How can this kind of threat be addressed, in an age when science tells us that storms are likely to get more severe and flooding is more likely to become an issue in coastal areas? Rather than adding more pipes and tanks of steel and concrete, could there be a greener solution?
The United States Department of Environmental Protection recently issued a paper describing ways to design green infrastructure adaptations to existing CSSs that helps control CSO overflow. (Planning and Modeling Green Infrastructure Scenarios, http://water.epa.gov/infrastructure/greeninfrastructure/upload/Greening_CSO_Plans.PDF) (March 2014).
“Green infrastructure” generally relies upon three processes to keep rainwater out of the CSS. Through bioinfiltration, vegetation assists runoff water to saturate or infiltrate the subsoil.
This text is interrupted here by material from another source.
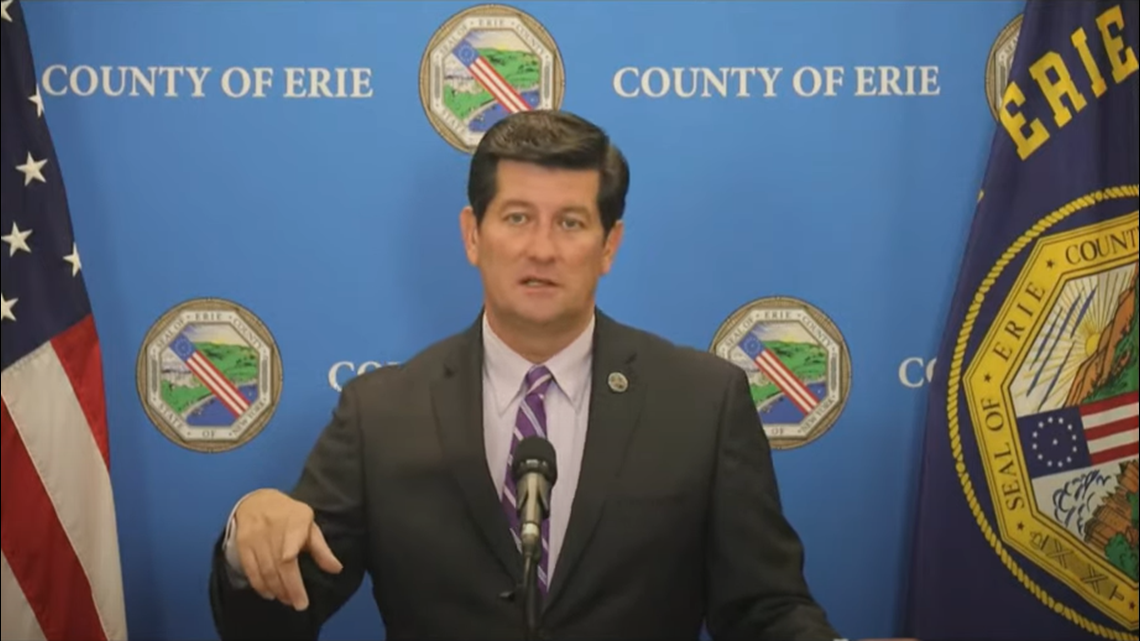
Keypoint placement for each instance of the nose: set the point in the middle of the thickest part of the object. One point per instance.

Evapotranspiration is simply the process of water being absorbed by a plant’s roots and released (or transpired) through its leaves. Finally, by capture and use or harvesting, the system prevents rainwater from ever entering the CSS by diverting it to a useful purpose: watering plants.
A green system, unlike a traditional “gray infrastructure” of tanks and pipes, can enhance public life by creating new park-like areas instead of burying miles of pipes underground at taxpayer expense (and disrupting their lives in the process with road closures and muddy mess). In addition, green infrastructure can be expanded fairly rapidly as needed, typically more quickly than traditional CSSs, and with less disruption and expense to the public. These swathes of green throughout a city increase air quality, improve community morale, reduce urban heat effects, and can bring down energy use. Further, because a green system uses rainwater to feed the plants that are part of the system itself, the system is self-sustaining. At the same time, the amount of water that enters the CSS is reduced and therefore the costs of improving or maintaining the CSS are similarly lessened. Because green systems are typically passive in nature, they require little to no investment of money or energy to run and maintain, unlike their “gray infrastructure” counterparts. Local wildlife benefit from improved habitat and biodiversity. Even when initiated on a small scale, such as a roof-top garden, these same benefits obtain.
Have you taken a look at this report? Do you see any potential problems with these green systems? How do they compare cost-wise? Do you think city governments will be open to these kinds of alternatives?